Humza Yousaf and Nadia El-Nakla claimed in August 2021 that the Little Scholars day nursery in the Scottish city of Dundee had refused to give their 2-year-old daughter a place, while at the same time had taken in children with “white Scottish-sounding” names.
El-Nakla, along with one of her white friends, subsequently applied to the nursery using fictitious applications for children with “white-sounding names,” who were accepted.
In a Twitter thread posted by Yousaf and his wife at the time, which laid out their allegations, the health secretary said: “I cannot tell you how angry I am.”
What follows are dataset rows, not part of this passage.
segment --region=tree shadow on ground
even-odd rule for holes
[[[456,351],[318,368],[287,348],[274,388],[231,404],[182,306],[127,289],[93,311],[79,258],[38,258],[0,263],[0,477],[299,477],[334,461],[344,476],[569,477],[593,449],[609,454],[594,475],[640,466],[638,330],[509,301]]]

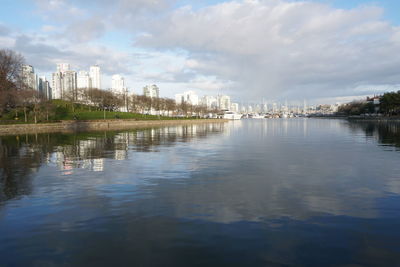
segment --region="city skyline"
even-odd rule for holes
[[[21,53],[49,80],[59,62],[77,70],[99,65],[103,88],[120,74],[135,91],[157,84],[170,98],[192,90],[243,102],[266,97],[335,103],[400,88],[395,1],[90,6],[6,0],[0,45]]]

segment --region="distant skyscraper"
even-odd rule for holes
[[[71,66],[68,63],[58,63],[57,64],[57,72],[64,72],[71,69]]]
[[[231,104],[231,111],[239,112],[239,104],[238,103],[232,103]]]
[[[76,72],[69,70],[63,73],[63,99],[76,100]]]
[[[215,96],[209,96],[209,95],[203,96],[200,102],[208,109],[218,108],[218,100]]]
[[[183,94],[176,94],[176,95],[175,95],[175,103],[176,103],[177,105],[180,105],[180,104],[182,104],[183,102],[185,102],[185,97],[184,97],[184,95],[183,95]]]
[[[151,97],[151,98],[153,98],[153,97],[158,98],[160,95],[160,89],[155,84],[147,85],[147,86],[143,87],[143,95],[145,95],[147,97]]]
[[[95,66],[90,66],[90,78],[92,80],[92,87],[101,89],[101,76],[100,76],[100,67],[95,65]]]
[[[219,95],[218,108],[221,110],[229,110],[231,108],[231,98],[227,95]]]
[[[185,102],[185,103],[197,106],[199,104],[199,97],[193,91],[186,91],[183,94],[176,94],[175,102],[177,104],[181,104],[182,102]]]
[[[77,76],[77,88],[87,89],[92,87],[89,72],[79,71]]]
[[[45,76],[39,78],[38,83],[39,94],[47,99],[52,99],[52,89],[49,81],[47,81]]]
[[[70,70],[67,63],[57,64],[57,72],[52,75],[53,99],[76,100],[77,97],[77,75]]]
[[[111,90],[117,94],[126,94],[125,79],[121,75],[113,75],[111,81]]]
[[[37,90],[37,76],[31,65],[22,65],[22,81],[24,85],[33,90]]]

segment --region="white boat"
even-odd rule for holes
[[[251,116],[251,118],[252,118],[252,119],[264,119],[264,116],[261,116],[260,114],[255,113],[255,114],[253,114],[253,115]]]
[[[240,120],[242,118],[242,114],[233,111],[225,111],[224,116],[222,118],[227,120]]]

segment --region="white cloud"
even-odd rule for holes
[[[399,29],[378,7],[286,1],[226,2],[171,13],[137,44],[189,52],[191,67],[249,97],[352,94],[400,80]]]
[[[400,81],[400,28],[384,21],[376,6],[345,10],[311,1],[238,0],[174,9],[175,0],[35,2],[41,31],[0,25],[0,44],[42,71],[59,61],[76,69],[97,63],[135,86],[167,84],[243,101],[373,94]]]

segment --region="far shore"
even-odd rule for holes
[[[193,119],[193,120],[88,120],[61,121],[37,124],[4,124],[0,125],[0,136],[36,133],[71,133],[84,131],[128,130],[147,127],[187,125],[201,123],[224,123],[225,119]]]

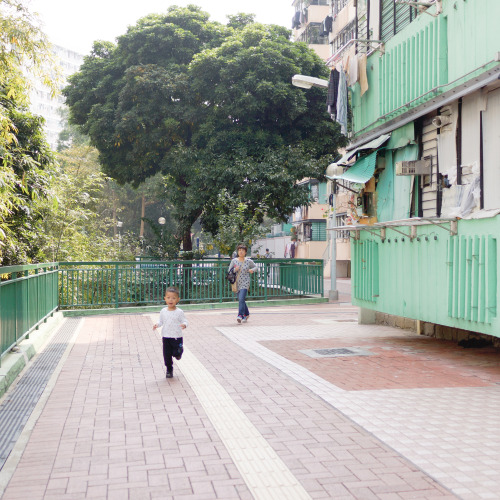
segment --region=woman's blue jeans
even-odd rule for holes
[[[238,316],[241,316],[242,318],[250,315],[250,313],[248,312],[247,303],[245,301],[245,299],[247,298],[247,293],[248,290],[246,288],[238,290]]]

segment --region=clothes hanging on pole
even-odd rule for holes
[[[340,124],[340,131],[343,135],[347,135],[347,80],[344,68],[340,68],[339,90],[337,96],[337,117],[336,120]]]
[[[336,69],[330,71],[330,79],[328,81],[328,92],[326,94],[326,105],[328,113],[331,115],[337,114],[337,93],[339,90],[339,72]]]
[[[361,86],[361,95],[368,90],[368,77],[366,76],[366,54],[360,54],[358,57],[359,85]]]
[[[327,33],[331,33],[332,32],[332,28],[333,28],[333,17],[332,16],[326,16],[325,20],[323,21],[323,23],[325,25],[325,31]]]
[[[349,87],[352,87],[359,80],[357,54],[349,56],[347,70],[348,70],[348,76],[349,76],[348,85],[349,85]]]

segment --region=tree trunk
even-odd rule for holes
[[[182,235],[182,249],[189,252],[193,249],[193,242],[191,241],[191,228],[186,229]]]
[[[146,217],[146,196],[142,195],[141,226],[139,228],[139,238],[143,238],[144,237],[144,217]]]

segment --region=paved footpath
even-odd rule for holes
[[[186,316],[173,379],[156,315],[72,320],[2,499],[500,498],[498,350],[341,303]]]

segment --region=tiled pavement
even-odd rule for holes
[[[156,317],[81,319],[2,499],[500,498],[497,350],[347,304],[186,315],[170,380]]]

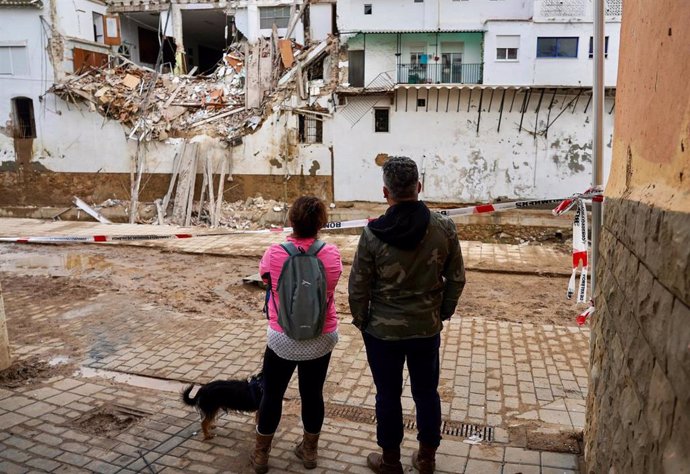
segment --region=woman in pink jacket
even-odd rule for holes
[[[305,252],[316,240],[319,230],[328,222],[326,206],[319,198],[303,196],[297,199],[288,214],[292,234],[287,238]],[[288,254],[280,245],[271,245],[259,264],[259,273],[270,282],[268,303],[268,343],[264,355],[264,395],[261,400],[256,427],[256,446],[251,462],[256,473],[268,471],[268,454],[273,435],[280,423],[283,395],[297,368],[299,392],[302,400],[304,438],[295,448],[304,467],[316,467],[317,445],[324,417],[323,384],[326,380],[331,351],[338,342],[338,317],[333,294],[343,271],[340,252],[335,245],[326,244],[317,254],[326,272],[328,305],[323,332],[313,339],[291,339],[278,324],[278,279]]]

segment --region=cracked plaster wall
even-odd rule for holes
[[[440,94],[438,100],[437,93]],[[422,173],[423,199],[429,201],[483,202],[499,197],[543,199],[587,189],[591,183],[592,131],[591,106],[587,114],[583,112],[586,99],[580,99],[577,111],[572,113],[575,104],[567,107],[575,96],[556,96],[549,116],[551,97],[547,92],[537,117],[535,109],[539,95],[533,93],[520,132],[519,109],[524,96],[522,92],[517,93],[513,111],[509,112],[513,91],[508,91],[498,132],[502,93],[502,90],[494,92],[489,112],[491,90],[485,90],[478,133],[478,89],[472,94],[469,112],[467,89],[460,97],[459,111],[457,90],[451,91],[449,98],[448,90],[433,90],[428,96],[426,91],[420,91],[419,97],[428,101],[428,111],[426,106],[415,111],[414,90],[410,90],[407,97],[407,112],[404,90],[397,92],[397,111],[390,99],[381,98],[375,107],[390,108],[390,132],[387,133],[374,132],[373,108],[354,127],[346,113],[336,114],[333,124],[336,199],[382,201],[381,168],[376,163],[381,153],[414,159]],[[611,99],[606,102],[608,111],[612,102]],[[552,122],[548,137],[544,134],[547,119]],[[613,115],[605,115],[604,125],[605,143],[609,143]],[[357,139],[352,140],[353,136]],[[608,170],[610,157],[611,149],[605,146],[605,170]]]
The couple launched legal action following a report from the Care Inspectorate, which upheld their complaint and found the nursery did not “promote fairness, equality and respect.” It instructed the nursery to make changes in its procedures.
The owner of Little Scholars, Usha Fowdar, who herself is of South Asian origin, was reported to be “furious” at allegations of discrimination on religious or ethnic grounds at the time of the complaint.
The legal representative for Yousaf and El-Nakla, who is one of the most prominent Muslim politicians in the Scottish National Party, confirmed court proceedings had ceased, the BBC reported.
“[The couple] only ever wanted the nursery to accept the findings of the independent Care Inspectorate investigation and for the nursery to make changes,” Aamer Anwar said.
“The nursery owners may wish to say that they were prepared 100 percent to go to court, but this was a joint agreement reached, and on their acknowledgment of the findings of an independent investigation and implementing the necessary changes in full.”
Fowdar said in a statement on Tuesday: “Whilst we were 100 percent prepared to see Ms El-Nakla in court, we are extremely pleased that this baseless legal action has been terminated.
“It bears repeating that, despite some extremely misleading headlines and spurious allegations, the Care Inspectorate identified administrative processes for improvement which had nothing to do with discrimination, because there never was any discrimination.
“[It] beggars belief that, rather than pick up the phone to quickly resolve what was a simple misunderstanding, they colluded in a half-baked sting operation and then mounted a vicious and cynical campaign against us in the national media. What sort of people do that?”